とっさのことで、ベルミカは驚いたようだが、すぐに身を預けるように体の力を抜いた。その頼りないほどか細く、しなやかな肢体を抱きしめながら、耳元でつぶやく。
「申し訳ありません……こんなひどい男が未来の夫で」
生まれた身分が、場所が違っていれば、ベルミカはその心根にふさわしい善良な男と添って、平凡だが穏やかな愛を手に入れていたはずだ。自分のような男の手に落ちてしまったことが恐ろしく痛ましく、同時に背徳的な悦びがあることも否定できなかった。
(我ながら救えんな……)
しかしベルミカは、そんなゼノスの劣情には気づかず、無垢な瞳を向けて笑う。
「それはお互い様ね。だって私は夫となる人に、手を汚せと命令する女だもの。こういうのを『似合いの夫婦』というのじゃなくて?」
その言い分に思わずゼノスは吹き出すと、にわかにベルミカを捕らえるように首裏に手を回し、口づけた。
「ちょっ……ゼノ――……!」
突然貪るように求められたベルミカは、何が目の前の男の導火線に火をつけたのか理解できていないようで、ゼノスに思う存分堪能された挙句、身を離すと目を白黒させていた。

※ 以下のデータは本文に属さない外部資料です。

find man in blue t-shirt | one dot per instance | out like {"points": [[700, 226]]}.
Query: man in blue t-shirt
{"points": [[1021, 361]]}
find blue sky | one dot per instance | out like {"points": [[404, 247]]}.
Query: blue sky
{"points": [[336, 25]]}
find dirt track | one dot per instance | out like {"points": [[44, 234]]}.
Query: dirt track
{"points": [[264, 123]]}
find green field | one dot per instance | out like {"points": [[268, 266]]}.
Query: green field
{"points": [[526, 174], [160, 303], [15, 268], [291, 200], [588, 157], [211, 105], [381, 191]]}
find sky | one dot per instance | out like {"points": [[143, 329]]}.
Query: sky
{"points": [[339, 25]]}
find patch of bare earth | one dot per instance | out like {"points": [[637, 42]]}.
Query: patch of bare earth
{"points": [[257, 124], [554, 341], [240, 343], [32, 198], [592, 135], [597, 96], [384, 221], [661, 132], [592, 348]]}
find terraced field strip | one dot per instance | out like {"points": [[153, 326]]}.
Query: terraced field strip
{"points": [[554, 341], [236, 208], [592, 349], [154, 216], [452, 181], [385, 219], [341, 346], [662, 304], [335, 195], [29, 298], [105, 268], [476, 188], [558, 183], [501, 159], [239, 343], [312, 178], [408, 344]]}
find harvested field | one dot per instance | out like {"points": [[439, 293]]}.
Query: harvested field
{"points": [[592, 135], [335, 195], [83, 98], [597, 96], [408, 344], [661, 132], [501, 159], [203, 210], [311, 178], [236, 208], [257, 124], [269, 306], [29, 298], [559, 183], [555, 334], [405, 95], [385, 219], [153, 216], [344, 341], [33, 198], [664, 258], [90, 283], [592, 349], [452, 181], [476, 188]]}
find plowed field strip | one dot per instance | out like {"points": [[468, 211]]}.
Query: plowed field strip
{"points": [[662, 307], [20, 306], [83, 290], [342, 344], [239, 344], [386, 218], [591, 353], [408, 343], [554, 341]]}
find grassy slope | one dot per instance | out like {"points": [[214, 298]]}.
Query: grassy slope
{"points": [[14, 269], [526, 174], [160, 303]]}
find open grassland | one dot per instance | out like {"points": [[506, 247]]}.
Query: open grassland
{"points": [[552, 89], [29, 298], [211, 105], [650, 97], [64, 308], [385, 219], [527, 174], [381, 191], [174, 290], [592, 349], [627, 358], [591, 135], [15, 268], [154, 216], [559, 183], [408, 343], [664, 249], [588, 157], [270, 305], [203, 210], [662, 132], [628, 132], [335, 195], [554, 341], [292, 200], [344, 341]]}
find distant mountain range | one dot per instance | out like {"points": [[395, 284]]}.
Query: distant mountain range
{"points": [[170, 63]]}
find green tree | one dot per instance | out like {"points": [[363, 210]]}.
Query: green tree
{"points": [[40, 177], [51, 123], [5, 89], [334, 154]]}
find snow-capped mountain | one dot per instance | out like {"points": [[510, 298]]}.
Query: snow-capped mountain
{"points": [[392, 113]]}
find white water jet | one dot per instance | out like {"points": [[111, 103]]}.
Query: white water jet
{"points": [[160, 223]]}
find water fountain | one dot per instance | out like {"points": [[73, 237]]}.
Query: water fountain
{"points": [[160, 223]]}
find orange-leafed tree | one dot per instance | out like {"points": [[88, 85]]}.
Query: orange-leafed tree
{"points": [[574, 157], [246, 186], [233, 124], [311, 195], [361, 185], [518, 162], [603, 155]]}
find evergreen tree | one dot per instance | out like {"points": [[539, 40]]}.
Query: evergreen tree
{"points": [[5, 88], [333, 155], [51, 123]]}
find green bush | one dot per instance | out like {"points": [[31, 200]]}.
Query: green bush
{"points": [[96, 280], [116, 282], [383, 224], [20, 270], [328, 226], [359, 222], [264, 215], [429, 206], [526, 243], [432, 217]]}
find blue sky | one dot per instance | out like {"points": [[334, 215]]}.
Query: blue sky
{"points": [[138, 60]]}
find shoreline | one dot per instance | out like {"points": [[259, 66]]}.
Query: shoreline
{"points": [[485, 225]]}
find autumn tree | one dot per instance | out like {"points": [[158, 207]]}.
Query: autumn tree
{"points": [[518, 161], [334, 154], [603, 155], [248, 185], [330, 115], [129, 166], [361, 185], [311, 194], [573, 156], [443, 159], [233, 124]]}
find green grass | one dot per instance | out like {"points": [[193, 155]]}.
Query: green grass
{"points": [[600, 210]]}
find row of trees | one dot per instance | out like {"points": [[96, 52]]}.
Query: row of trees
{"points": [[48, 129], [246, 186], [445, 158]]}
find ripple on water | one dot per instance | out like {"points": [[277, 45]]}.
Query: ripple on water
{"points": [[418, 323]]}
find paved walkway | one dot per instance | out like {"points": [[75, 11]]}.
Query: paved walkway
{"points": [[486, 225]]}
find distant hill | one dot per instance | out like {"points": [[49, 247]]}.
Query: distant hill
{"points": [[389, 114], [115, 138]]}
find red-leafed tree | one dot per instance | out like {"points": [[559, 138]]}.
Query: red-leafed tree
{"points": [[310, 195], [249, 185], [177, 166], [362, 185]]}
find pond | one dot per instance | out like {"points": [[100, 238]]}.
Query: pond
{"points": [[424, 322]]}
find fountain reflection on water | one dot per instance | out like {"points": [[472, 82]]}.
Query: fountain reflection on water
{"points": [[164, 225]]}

その様すらも愛しく、ゼノスはもう一度ベルミカを抱きしめる。
「ベル……私は悪党ではありますが、それがあなたの傍にいる資格になるなら、自分の生き方に後悔はありません」
「だからって、開き直らなくても……」
顔を伏せたまま、ベルミカはもごもごとつぶやいたが、やがて自ら身を寄せるようにゼノスの背に腕を回した。